Throughout its history, Borgward had been plagued with “new model pains” often requiring cars to be sent back to the factory to have the kinks ironed out. A recession combined with those mechanical problems was more than what the consumer was willing to bear. Soon, with the order cancelations and mechanical problems plaguing Borgward’s sister company, Lloyd, the auto group soon found itself with a surplus of inventory, and increasing debt. Carl Borgward attempted to obtain loans to allow the company to continue, but a heavily negative press campaign brought those attempts to a close and the remains of the company were sold off to pay off its creditors.


The Borgward as Germany’s Tucker

Many believe there was a conspiracy to take down the ever innovative and growing automotive group not unlike what many suspect happened to the Tucker Car Corporation here in the U.S. Press for the car was uncharacteristically negative, seeming more like a propaganda campaign especially compared to earlier reviews praising the car for its innovations, comfort and value. The theory is that Borgward’s competitors saw the recession in the U.S. as an opportunity to remove a constant thorn in their side, and launched a heavy anti-Borgward campaign in the media, ensuring a loan would never be secured. In addition, the man appointed to oversee the Borgward Groups restructuring, Johannes Semler, only added fuel to the fire, as in 1960 he was appointed to board of BMW, a brand that was on the verge of bankruptcy itself. Many argue that by doing so, the way was cleared for BMW to fill a gap left by the demise of Borgward. BMW certainly thrived in that void, and there was now one less manufacturer continually upon the ante for the other German automakers to try and keep up.

Is the Borgward the German Tucker? We may never know. When you consider the number shipped to the U.S. in only 3 short years, but how few are seen on the street, there just may be something to the mechanical and reliability issues published by the media, meaning many may have been sent off to the crusher as they became too unreliable to maintain. Or maybe they were just too hard to get parts for without a manufacturer to back them. One thing is certain.

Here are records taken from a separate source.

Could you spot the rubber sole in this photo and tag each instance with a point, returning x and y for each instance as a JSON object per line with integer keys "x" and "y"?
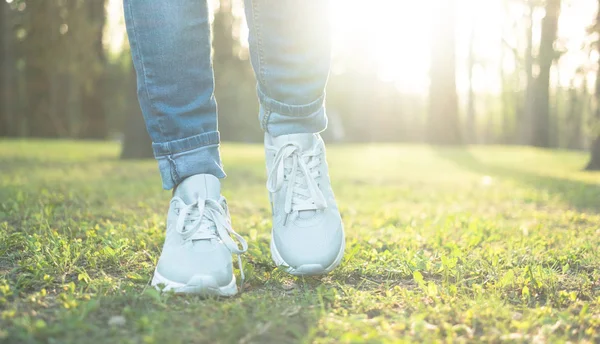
{"x": 307, "y": 269}
{"x": 197, "y": 285}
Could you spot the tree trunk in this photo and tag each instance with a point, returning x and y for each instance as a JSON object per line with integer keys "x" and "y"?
{"x": 526, "y": 119}
{"x": 594, "y": 163}
{"x": 541, "y": 113}
{"x": 471, "y": 135}
{"x": 443, "y": 121}
{"x": 136, "y": 141}
{"x": 93, "y": 112}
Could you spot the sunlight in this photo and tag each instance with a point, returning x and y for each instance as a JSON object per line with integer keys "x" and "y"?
{"x": 394, "y": 38}
{"x": 392, "y": 35}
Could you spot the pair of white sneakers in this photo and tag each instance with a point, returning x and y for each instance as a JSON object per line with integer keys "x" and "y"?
{"x": 307, "y": 236}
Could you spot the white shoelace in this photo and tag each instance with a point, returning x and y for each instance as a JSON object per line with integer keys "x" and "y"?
{"x": 300, "y": 169}
{"x": 209, "y": 219}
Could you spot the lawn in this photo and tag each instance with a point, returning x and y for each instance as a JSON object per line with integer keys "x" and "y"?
{"x": 482, "y": 244}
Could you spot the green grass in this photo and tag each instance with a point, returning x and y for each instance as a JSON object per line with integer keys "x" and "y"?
{"x": 489, "y": 244}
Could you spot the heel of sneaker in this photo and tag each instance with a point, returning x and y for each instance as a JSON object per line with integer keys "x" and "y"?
{"x": 197, "y": 285}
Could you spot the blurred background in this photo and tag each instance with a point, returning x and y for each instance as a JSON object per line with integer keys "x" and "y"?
{"x": 510, "y": 72}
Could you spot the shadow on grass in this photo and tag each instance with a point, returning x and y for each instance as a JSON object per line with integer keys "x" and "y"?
{"x": 580, "y": 195}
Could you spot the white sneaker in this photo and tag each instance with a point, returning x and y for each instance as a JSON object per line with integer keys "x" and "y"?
{"x": 196, "y": 256}
{"x": 308, "y": 235}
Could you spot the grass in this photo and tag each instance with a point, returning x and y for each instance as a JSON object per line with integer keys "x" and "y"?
{"x": 490, "y": 244}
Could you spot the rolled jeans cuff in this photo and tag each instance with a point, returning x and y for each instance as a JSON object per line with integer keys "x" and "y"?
{"x": 278, "y": 118}
{"x": 183, "y": 158}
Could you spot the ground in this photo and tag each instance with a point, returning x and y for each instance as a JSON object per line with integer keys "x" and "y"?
{"x": 492, "y": 244}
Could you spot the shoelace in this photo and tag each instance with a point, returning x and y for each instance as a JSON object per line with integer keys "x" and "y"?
{"x": 303, "y": 192}
{"x": 211, "y": 221}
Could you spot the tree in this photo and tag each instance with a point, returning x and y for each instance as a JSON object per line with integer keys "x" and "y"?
{"x": 92, "y": 104}
{"x": 136, "y": 141}
{"x": 546, "y": 57}
{"x": 594, "y": 163}
{"x": 443, "y": 122}
{"x": 471, "y": 130}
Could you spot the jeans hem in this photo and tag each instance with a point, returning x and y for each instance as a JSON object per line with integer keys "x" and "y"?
{"x": 183, "y": 158}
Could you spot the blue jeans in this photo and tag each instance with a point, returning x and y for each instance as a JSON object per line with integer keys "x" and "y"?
{"x": 290, "y": 50}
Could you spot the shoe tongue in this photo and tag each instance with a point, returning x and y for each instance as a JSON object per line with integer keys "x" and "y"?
{"x": 305, "y": 141}
{"x": 199, "y": 186}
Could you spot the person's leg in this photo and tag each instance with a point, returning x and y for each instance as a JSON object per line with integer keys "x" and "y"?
{"x": 290, "y": 48}
{"x": 170, "y": 45}
{"x": 171, "y": 49}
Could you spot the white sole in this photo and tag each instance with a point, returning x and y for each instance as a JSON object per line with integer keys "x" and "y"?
{"x": 197, "y": 285}
{"x": 307, "y": 269}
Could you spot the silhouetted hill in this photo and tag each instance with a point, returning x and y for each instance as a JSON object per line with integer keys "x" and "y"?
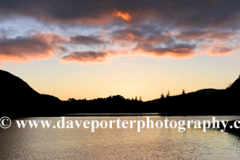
{"x": 235, "y": 86}
{"x": 17, "y": 98}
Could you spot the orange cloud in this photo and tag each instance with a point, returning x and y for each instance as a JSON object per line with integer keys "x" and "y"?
{"x": 124, "y": 15}
{"x": 38, "y": 46}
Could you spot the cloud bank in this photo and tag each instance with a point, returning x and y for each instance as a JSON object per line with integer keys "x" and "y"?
{"x": 176, "y": 28}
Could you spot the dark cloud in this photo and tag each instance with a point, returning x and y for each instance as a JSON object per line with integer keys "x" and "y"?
{"x": 26, "y": 48}
{"x": 207, "y": 34}
{"x": 177, "y": 50}
{"x": 86, "y": 40}
{"x": 154, "y": 27}
{"x": 86, "y": 56}
{"x": 183, "y": 13}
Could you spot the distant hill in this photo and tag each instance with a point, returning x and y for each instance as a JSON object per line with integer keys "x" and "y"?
{"x": 18, "y": 98}
{"x": 207, "y": 91}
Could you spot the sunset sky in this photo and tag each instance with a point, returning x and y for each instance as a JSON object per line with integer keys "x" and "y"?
{"x": 97, "y": 48}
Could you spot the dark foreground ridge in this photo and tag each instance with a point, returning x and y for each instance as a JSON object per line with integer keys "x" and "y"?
{"x": 17, "y": 98}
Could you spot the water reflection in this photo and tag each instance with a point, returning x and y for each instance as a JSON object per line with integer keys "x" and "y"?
{"x": 118, "y": 143}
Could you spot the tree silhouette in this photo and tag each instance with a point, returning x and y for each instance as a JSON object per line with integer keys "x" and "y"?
{"x": 183, "y": 92}
{"x": 168, "y": 94}
{"x": 162, "y": 96}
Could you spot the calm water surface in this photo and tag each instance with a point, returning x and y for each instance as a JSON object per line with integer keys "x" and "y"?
{"x": 118, "y": 143}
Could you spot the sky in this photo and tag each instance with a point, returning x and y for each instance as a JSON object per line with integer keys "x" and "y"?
{"x": 97, "y": 48}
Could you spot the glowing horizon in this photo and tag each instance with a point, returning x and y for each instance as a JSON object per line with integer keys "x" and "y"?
{"x": 97, "y": 49}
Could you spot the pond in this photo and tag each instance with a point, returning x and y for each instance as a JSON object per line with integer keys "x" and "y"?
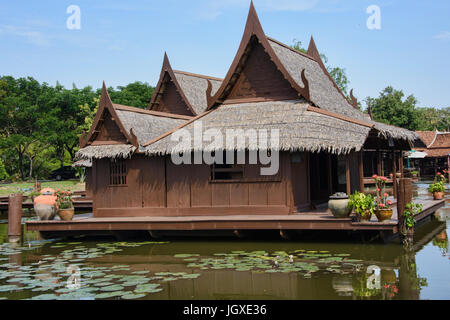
{"x": 211, "y": 268}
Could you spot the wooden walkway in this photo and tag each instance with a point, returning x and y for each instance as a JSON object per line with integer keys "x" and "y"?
{"x": 314, "y": 220}
{"x": 80, "y": 203}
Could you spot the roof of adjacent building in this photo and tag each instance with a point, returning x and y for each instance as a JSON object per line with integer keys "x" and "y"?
{"x": 438, "y": 143}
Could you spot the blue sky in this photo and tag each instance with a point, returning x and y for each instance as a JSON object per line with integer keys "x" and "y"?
{"x": 124, "y": 41}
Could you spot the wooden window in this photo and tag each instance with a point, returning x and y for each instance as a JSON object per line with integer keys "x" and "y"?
{"x": 117, "y": 172}
{"x": 227, "y": 172}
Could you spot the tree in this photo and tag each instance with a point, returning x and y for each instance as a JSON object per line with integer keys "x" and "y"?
{"x": 339, "y": 75}
{"x": 391, "y": 108}
{"x": 20, "y": 113}
{"x": 136, "y": 94}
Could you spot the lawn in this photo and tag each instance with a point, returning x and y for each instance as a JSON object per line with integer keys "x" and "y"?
{"x": 8, "y": 188}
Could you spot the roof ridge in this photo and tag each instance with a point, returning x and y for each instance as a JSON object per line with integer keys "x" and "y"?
{"x": 151, "y": 112}
{"x": 197, "y": 75}
{"x": 176, "y": 128}
{"x": 290, "y": 48}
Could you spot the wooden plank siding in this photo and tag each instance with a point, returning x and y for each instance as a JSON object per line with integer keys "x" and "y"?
{"x": 157, "y": 187}
{"x": 260, "y": 80}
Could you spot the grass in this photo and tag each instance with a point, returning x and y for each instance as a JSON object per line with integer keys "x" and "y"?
{"x": 8, "y": 188}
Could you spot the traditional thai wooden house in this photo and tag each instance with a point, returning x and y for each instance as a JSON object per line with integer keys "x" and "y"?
{"x": 322, "y": 137}
{"x": 436, "y": 154}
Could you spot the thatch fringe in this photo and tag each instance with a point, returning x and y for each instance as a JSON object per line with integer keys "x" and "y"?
{"x": 106, "y": 151}
{"x": 299, "y": 129}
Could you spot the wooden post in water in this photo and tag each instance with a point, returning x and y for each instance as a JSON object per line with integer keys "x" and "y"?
{"x": 15, "y": 217}
{"x": 394, "y": 174}
{"x": 347, "y": 175}
{"x": 404, "y": 196}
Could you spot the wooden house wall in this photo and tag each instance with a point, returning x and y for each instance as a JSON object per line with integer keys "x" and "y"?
{"x": 157, "y": 187}
{"x": 109, "y": 131}
{"x": 261, "y": 80}
{"x": 172, "y": 102}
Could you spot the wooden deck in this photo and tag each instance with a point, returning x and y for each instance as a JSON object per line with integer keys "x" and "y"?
{"x": 80, "y": 203}
{"x": 314, "y": 220}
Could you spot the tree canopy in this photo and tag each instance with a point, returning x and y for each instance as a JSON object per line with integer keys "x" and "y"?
{"x": 40, "y": 125}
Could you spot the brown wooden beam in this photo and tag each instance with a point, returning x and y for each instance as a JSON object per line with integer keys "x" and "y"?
{"x": 361, "y": 171}
{"x": 394, "y": 173}
{"x": 347, "y": 174}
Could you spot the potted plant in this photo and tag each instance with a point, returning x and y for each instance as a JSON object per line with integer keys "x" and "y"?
{"x": 338, "y": 205}
{"x": 411, "y": 209}
{"x": 363, "y": 204}
{"x": 437, "y": 188}
{"x": 382, "y": 210}
{"x": 65, "y": 205}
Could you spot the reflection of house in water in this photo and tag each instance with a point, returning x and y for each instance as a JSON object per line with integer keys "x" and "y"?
{"x": 435, "y": 157}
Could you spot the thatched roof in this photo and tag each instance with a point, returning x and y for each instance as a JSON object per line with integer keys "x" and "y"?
{"x": 138, "y": 125}
{"x": 438, "y": 143}
{"x": 146, "y": 124}
{"x": 113, "y": 151}
{"x": 82, "y": 163}
{"x": 194, "y": 88}
{"x": 299, "y": 129}
{"x": 323, "y": 92}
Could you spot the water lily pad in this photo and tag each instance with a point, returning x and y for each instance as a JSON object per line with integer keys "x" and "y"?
{"x": 115, "y": 287}
{"x": 131, "y": 296}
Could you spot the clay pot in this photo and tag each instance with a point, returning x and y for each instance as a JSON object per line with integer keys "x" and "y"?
{"x": 438, "y": 195}
{"x": 45, "y": 211}
{"x": 66, "y": 214}
{"x": 388, "y": 276}
{"x": 367, "y": 216}
{"x": 383, "y": 214}
{"x": 338, "y": 205}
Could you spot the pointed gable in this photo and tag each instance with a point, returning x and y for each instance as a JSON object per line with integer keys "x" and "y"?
{"x": 107, "y": 127}
{"x": 260, "y": 80}
{"x": 169, "y": 96}
{"x": 256, "y": 73}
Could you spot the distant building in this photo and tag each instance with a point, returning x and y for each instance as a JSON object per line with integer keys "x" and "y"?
{"x": 436, "y": 156}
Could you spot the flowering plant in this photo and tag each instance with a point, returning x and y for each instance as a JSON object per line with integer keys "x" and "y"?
{"x": 391, "y": 290}
{"x": 438, "y": 184}
{"x": 381, "y": 201}
{"x": 411, "y": 210}
{"x": 64, "y": 199}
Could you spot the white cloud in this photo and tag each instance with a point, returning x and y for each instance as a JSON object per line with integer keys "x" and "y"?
{"x": 444, "y": 35}
{"x": 30, "y": 36}
{"x": 211, "y": 9}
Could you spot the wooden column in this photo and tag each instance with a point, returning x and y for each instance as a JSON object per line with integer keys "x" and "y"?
{"x": 404, "y": 197}
{"x": 330, "y": 176}
{"x": 402, "y": 169}
{"x": 361, "y": 171}
{"x": 15, "y": 217}
{"x": 379, "y": 163}
{"x": 347, "y": 174}
{"x": 394, "y": 173}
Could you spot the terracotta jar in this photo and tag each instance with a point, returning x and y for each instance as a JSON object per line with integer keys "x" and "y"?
{"x": 338, "y": 205}
{"x": 66, "y": 214}
{"x": 383, "y": 214}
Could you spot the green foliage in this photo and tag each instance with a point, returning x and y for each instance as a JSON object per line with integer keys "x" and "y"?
{"x": 411, "y": 210}
{"x": 40, "y": 125}
{"x": 430, "y": 119}
{"x": 391, "y": 108}
{"x": 438, "y": 184}
{"x": 363, "y": 204}
{"x": 3, "y": 174}
{"x": 338, "y": 74}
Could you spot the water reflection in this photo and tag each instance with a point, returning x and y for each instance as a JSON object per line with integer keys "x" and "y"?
{"x": 229, "y": 269}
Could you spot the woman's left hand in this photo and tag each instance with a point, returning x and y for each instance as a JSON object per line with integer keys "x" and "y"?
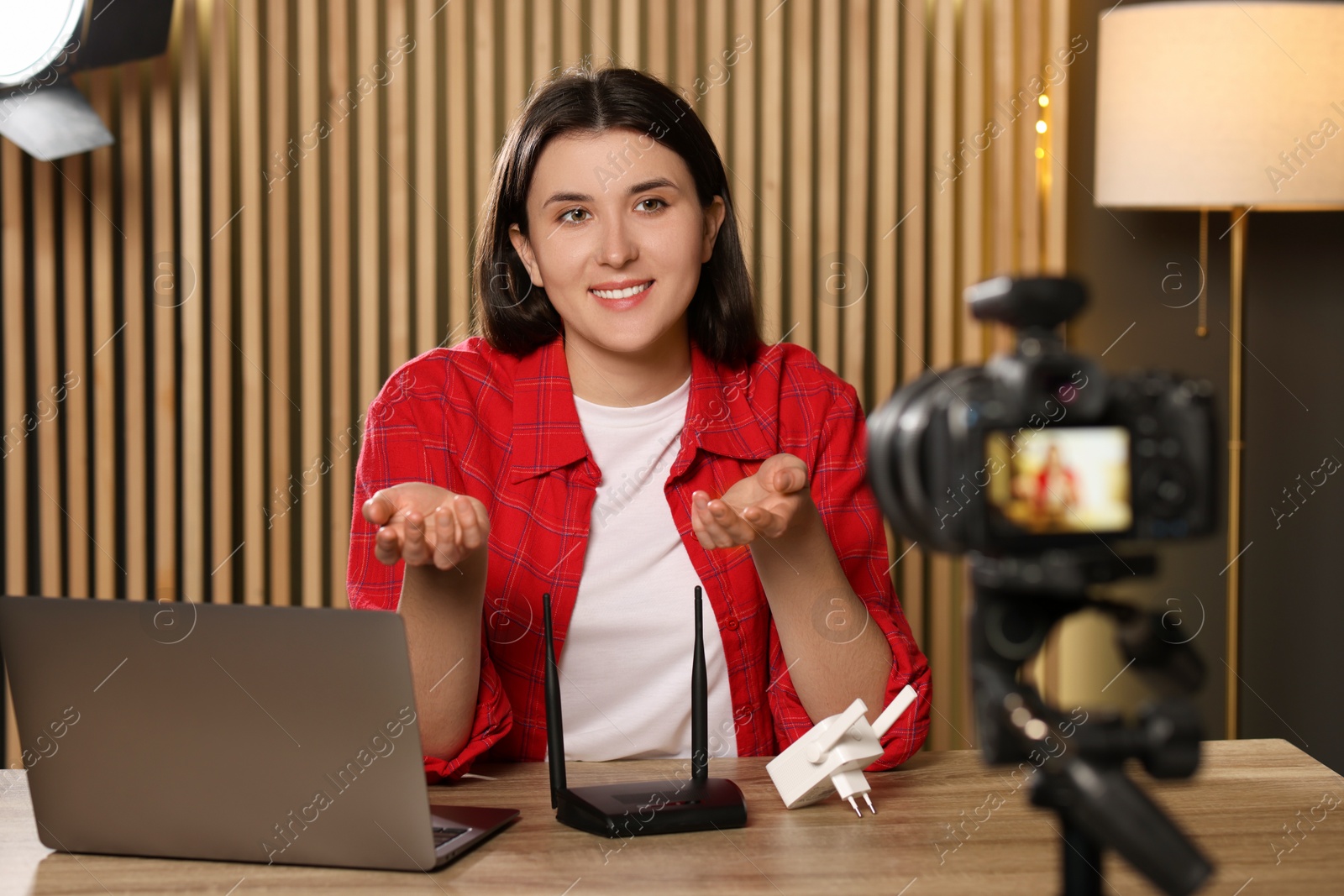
{"x": 765, "y": 504}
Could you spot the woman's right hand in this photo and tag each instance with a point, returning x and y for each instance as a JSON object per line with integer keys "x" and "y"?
{"x": 427, "y": 526}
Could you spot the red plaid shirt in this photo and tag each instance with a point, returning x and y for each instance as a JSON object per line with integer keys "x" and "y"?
{"x": 504, "y": 430}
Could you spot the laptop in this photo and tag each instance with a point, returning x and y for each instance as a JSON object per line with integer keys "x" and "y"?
{"x": 279, "y": 735}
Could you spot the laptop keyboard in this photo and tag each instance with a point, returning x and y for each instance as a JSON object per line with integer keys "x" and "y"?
{"x": 444, "y": 835}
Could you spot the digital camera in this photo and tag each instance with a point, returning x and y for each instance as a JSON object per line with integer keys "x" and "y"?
{"x": 1041, "y": 449}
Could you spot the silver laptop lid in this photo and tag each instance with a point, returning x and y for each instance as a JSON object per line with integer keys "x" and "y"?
{"x": 217, "y": 731}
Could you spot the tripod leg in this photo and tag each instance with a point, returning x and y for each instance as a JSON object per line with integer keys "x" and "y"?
{"x": 1082, "y": 862}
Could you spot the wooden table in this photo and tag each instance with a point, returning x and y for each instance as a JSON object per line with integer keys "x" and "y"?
{"x": 1236, "y": 808}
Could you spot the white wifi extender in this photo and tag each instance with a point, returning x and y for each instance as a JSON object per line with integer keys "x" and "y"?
{"x": 833, "y": 754}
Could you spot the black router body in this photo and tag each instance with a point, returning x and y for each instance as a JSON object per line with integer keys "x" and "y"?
{"x": 645, "y": 806}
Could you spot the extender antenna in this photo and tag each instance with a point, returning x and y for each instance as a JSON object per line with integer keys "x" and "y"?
{"x": 699, "y": 700}
{"x": 554, "y": 727}
{"x": 620, "y": 809}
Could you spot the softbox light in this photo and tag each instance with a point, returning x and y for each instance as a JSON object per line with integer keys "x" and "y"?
{"x": 46, "y": 40}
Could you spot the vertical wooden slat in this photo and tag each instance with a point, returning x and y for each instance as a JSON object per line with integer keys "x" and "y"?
{"x": 656, "y": 35}
{"x": 165, "y": 298}
{"x": 972, "y": 148}
{"x": 890, "y": 208}
{"x": 255, "y": 501}
{"x": 484, "y": 87}
{"x": 772, "y": 248}
{"x": 601, "y": 34}
{"x": 944, "y": 617}
{"x": 102, "y": 383}
{"x": 15, "y": 401}
{"x": 1058, "y": 175}
{"x": 311, "y": 452}
{"x": 76, "y": 380}
{"x": 192, "y": 307}
{"x": 801, "y": 223}
{"x": 714, "y": 103}
{"x": 858, "y": 296}
{"x": 50, "y": 510}
{"x": 739, "y": 70}
{"x": 282, "y": 492}
{"x": 459, "y": 168}
{"x": 134, "y": 383}
{"x": 15, "y": 405}
{"x": 629, "y": 29}
{"x": 369, "y": 212}
{"x": 913, "y": 39}
{"x": 344, "y": 432}
{"x": 571, "y": 35}
{"x": 427, "y": 176}
{"x": 515, "y": 58}
{"x": 223, "y": 355}
{"x": 1025, "y": 134}
{"x": 890, "y": 214}
{"x": 398, "y": 199}
{"x": 1005, "y": 188}
{"x": 544, "y": 53}
{"x": 687, "y": 51}
{"x": 833, "y": 271}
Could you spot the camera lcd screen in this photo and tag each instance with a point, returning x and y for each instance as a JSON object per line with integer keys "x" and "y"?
{"x": 1058, "y": 479}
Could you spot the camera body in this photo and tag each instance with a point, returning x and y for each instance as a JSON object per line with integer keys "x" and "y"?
{"x": 1041, "y": 449}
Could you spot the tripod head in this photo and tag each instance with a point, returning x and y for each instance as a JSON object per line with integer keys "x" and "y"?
{"x": 1079, "y": 768}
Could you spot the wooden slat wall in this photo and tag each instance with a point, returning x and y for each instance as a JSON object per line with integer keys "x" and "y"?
{"x": 288, "y": 212}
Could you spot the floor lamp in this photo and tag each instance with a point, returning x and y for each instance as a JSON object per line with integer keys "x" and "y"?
{"x": 1229, "y": 107}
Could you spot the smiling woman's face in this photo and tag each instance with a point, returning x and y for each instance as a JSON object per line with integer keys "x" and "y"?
{"x": 616, "y": 237}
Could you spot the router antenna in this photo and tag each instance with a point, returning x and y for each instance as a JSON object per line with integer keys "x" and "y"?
{"x": 699, "y": 711}
{"x": 554, "y": 725}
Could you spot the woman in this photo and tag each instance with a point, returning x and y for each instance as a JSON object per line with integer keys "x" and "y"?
{"x": 617, "y": 436}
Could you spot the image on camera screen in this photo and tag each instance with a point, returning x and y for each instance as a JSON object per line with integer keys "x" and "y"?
{"x": 1061, "y": 479}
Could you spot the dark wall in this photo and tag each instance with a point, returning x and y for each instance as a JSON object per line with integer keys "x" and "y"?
{"x": 1142, "y": 268}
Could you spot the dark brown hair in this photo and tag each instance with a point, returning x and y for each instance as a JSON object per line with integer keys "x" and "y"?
{"x": 722, "y": 316}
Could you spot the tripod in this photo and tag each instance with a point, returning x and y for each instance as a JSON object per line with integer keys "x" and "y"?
{"x": 1018, "y": 602}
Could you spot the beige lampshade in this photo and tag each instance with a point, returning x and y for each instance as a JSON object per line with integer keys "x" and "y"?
{"x": 1210, "y": 105}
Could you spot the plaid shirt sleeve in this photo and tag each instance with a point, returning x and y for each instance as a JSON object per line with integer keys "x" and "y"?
{"x": 851, "y": 517}
{"x": 398, "y": 449}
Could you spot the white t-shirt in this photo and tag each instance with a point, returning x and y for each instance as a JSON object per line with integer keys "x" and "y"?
{"x": 625, "y": 667}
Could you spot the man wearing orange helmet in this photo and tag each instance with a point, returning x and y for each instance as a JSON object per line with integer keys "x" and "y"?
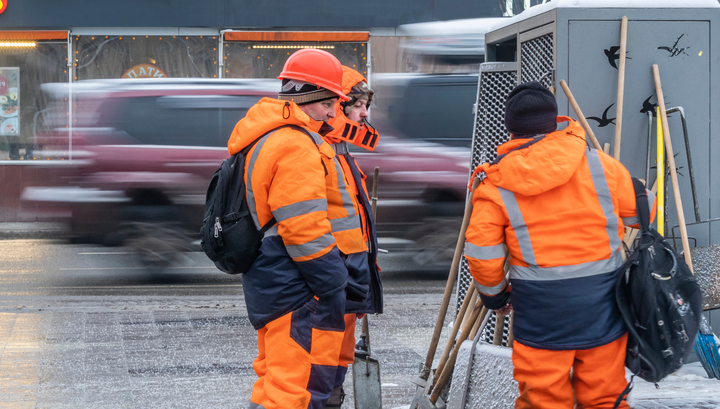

Your chances of seeing a Borgward on the street are much greater than seeing a Tucker, leaving us to wonder which is worse: Realizing your dream and having your competitors pull it out from under you, or having your competitors squash your dream before you ever get it off the ground.


Thank You Carl Borgward

We love our dreamers, the Borgwards and the Tuckers of the world. They don’t often reap the benefits of those dreams, but their dreams often benefit the world. Whether Borgward’s competitors were behind his company’s demise or not, he did provide the dreams, and the pressure, to force them to build better cars. Thank you Carl Borgward, the automotive world would not have been the same without you.